Fedora Hats Through the Ages
In the mid-1920s, the Fedora hat began gaining recognition. It was also associated with gangsters and Prohibition. Later on, the 1940s and the 1950s fedora hats became more popular in film noir, until informal clothing styles came into the picture.
Hollywood produced movies where Fedora hats were worn by big names in the film industry, such as Cary Grant and Humphrey Bogart. It was also seen on stage by musicians Frank Sinatra and Elvis Presley. This made the hat a repeating icon of manliness and mystery.
The Fedora hat increased and gained popularity on-and-off during the ’70, the ‘80s, and 2000s for a number of reasons.

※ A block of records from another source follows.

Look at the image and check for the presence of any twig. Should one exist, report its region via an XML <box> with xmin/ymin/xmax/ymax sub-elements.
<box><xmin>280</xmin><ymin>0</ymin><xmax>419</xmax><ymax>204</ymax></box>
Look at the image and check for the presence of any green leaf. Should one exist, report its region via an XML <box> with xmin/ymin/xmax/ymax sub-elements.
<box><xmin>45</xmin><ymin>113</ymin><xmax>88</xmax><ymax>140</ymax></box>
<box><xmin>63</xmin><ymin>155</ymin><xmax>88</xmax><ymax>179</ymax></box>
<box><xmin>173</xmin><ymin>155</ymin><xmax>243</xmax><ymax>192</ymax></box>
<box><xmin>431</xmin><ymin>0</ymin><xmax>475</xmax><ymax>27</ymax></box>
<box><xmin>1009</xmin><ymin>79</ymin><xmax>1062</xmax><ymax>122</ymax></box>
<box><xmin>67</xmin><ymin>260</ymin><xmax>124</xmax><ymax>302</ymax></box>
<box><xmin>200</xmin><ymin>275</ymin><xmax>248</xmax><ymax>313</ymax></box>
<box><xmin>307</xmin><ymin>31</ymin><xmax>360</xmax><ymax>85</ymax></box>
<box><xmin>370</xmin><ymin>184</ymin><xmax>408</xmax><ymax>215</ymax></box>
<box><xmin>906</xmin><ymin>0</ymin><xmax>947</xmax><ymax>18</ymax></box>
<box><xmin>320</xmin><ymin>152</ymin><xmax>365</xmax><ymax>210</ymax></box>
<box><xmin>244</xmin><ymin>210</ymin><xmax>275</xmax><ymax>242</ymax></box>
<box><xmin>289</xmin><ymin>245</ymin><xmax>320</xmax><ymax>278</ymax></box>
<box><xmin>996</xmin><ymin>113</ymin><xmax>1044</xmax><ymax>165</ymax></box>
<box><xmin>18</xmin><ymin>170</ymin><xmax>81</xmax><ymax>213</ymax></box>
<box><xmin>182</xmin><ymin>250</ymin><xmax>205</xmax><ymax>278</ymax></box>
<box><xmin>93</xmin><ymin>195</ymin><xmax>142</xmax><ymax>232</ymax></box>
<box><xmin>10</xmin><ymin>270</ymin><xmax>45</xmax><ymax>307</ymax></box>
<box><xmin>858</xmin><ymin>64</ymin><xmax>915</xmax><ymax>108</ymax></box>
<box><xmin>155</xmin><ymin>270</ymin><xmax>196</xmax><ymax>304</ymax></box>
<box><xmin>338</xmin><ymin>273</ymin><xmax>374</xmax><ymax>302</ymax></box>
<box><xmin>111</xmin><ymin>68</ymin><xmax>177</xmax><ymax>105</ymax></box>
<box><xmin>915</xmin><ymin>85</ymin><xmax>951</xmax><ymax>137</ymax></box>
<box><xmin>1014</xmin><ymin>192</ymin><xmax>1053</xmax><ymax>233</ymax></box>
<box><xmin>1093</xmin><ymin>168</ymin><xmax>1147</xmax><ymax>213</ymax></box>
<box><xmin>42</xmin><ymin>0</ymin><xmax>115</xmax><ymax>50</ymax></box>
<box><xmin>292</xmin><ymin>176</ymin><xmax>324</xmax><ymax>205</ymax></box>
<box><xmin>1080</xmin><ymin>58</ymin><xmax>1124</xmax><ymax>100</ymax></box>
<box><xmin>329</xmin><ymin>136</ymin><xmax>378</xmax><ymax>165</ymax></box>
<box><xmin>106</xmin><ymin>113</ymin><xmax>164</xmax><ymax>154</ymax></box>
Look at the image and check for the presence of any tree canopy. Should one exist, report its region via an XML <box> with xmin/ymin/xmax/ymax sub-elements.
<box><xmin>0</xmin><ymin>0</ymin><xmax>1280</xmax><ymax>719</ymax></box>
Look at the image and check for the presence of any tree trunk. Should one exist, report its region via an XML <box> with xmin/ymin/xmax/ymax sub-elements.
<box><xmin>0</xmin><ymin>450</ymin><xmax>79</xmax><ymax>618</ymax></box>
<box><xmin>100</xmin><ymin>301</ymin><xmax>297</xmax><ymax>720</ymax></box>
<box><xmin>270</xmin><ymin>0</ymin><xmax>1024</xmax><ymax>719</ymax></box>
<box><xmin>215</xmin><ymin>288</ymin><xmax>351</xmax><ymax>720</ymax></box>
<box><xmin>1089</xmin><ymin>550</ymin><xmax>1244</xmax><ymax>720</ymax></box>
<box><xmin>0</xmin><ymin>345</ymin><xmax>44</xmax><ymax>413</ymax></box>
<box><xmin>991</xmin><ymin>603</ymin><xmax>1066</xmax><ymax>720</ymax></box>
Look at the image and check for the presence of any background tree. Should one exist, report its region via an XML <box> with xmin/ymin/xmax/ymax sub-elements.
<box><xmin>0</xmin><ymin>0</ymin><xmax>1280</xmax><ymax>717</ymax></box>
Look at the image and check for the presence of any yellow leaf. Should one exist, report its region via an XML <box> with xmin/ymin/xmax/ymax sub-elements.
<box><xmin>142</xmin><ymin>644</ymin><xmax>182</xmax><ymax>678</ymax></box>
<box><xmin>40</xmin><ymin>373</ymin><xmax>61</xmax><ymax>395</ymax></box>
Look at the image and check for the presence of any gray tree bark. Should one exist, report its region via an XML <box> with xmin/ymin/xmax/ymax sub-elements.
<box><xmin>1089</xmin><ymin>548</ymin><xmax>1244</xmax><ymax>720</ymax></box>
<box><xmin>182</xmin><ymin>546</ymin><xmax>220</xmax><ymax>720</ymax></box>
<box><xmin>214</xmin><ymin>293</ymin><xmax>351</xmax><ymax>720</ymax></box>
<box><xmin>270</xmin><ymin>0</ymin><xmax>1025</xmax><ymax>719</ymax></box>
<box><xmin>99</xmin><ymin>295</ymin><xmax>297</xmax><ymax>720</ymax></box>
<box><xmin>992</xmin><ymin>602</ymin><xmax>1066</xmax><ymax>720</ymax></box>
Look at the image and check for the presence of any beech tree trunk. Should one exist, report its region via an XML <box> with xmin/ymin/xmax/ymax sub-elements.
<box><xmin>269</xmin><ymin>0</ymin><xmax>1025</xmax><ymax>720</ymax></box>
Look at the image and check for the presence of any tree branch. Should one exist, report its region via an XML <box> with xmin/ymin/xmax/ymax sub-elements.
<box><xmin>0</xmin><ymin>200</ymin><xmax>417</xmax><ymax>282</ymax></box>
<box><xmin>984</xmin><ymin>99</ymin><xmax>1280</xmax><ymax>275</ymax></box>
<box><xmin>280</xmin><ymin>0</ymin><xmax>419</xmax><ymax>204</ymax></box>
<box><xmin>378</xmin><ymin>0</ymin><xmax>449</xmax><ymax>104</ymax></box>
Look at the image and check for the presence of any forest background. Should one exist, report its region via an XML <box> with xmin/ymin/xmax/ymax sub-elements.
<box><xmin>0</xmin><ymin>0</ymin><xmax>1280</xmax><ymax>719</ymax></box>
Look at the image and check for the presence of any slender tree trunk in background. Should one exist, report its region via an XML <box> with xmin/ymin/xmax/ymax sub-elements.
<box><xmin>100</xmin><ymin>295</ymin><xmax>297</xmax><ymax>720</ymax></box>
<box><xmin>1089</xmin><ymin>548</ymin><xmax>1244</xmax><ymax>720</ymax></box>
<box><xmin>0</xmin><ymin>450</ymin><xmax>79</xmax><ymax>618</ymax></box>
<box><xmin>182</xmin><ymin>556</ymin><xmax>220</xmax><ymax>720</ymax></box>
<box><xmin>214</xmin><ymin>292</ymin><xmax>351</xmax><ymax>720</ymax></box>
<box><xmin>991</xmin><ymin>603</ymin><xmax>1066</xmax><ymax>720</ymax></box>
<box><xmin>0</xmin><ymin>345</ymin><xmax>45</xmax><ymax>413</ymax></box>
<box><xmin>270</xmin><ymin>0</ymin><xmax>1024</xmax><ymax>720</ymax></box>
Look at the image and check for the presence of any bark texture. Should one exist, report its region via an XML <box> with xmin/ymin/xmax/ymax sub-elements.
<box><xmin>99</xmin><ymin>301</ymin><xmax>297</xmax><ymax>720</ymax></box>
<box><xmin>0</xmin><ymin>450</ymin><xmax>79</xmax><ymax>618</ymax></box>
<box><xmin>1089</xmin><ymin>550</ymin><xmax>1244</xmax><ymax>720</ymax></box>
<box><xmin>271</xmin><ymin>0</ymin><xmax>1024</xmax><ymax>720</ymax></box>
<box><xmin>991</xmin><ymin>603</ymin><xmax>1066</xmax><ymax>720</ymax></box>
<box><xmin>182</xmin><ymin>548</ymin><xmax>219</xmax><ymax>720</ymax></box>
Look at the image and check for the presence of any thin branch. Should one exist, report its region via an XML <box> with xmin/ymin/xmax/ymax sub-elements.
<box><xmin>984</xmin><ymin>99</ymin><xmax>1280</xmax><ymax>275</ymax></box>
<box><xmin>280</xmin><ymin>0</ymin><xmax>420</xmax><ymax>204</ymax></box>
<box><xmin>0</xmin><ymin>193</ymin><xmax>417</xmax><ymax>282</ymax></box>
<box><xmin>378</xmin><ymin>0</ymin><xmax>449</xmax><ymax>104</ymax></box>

First, Fedoras were so popular because of its practicality and style. Another reason was that they could be easily worn during commutes and they didn’t conceal the view while driving the car. They can also be folded without losing their shape. Cool, right?
However, the main reason why Fedora hats constantly make a comeback in the fashion scene is because of the media’s and famous personalities’ influence. It was in the ‘70s when the Indiana Jones franchise brought back the revival of Fedoras to the silver screen. As you can tell, television and cinema are responsible for the popularity of Fedoras.
The 21st Century
Even though the Fedora hat went in and out of the fashion scene for decades, there’s no denying that the Fedora was and will be one of the most iconic and stylish hats in history. And it looks like it’s here to stay, just as history repeats itself.
The Fedora hat made a reappearance in the 21st century along with other types of hats such as the homburg and the pork pie. Despite the fact that it remained an amount of nostalgia, Fedoras became a bold new fashion statement.
Many famous names in the music industry like Bruno Mars, Justin Timberlake, and the late Michael Jackson were seen wearing a fedora. It was seen and featured in Jackson’s music videos from Billie Jean, Dangerous, You Rock My World, to Smooth Criminal.
Other celebrities that can be given credit for popularizing Fedoras are Brad Pitt and Johnny Depp. We can also give credit to shows like Mad Men, Boardwalk Empire, and The Crown, where the characters are fashion conscious while retaining their masculinity.
These TV shows were packed with tough men in suits. They provided a platform for men who are interested in clothes but are worried about appearing feminine when into fashion. It turns out that bringing back the Fedora hat is a way to assert fashion sense without worrying about public perception.
Meanwhile, professional athletes like LeBron James and Cam Newton were also seen wearing it during their post-game interviews.
As mentioned before, Fedoras were first introduced and popular as a women’s hat. Presently, Fedoras are still worn by women. However, not as much as they once were in the early 20th century. But female celebrities like Chloe Grace Moretz were seen wearing it.
Fashion trends come and go. But when looking for a piece of clothing or accessory, it is best to own one that is a classic, and that never goes out of style. And that is the greatest thing about the Fedora – the timeless versatility.
Fedora hats first appeared as a female hat in 1882.
Fedora-like hats were mostly worn by both sexes in the early 20th century, but it ended up establishing the image of the fedora as a distinctly masculine piece.
If you’re a dapper, rakish gentleman who likes to dress well, a fedora hat is for you.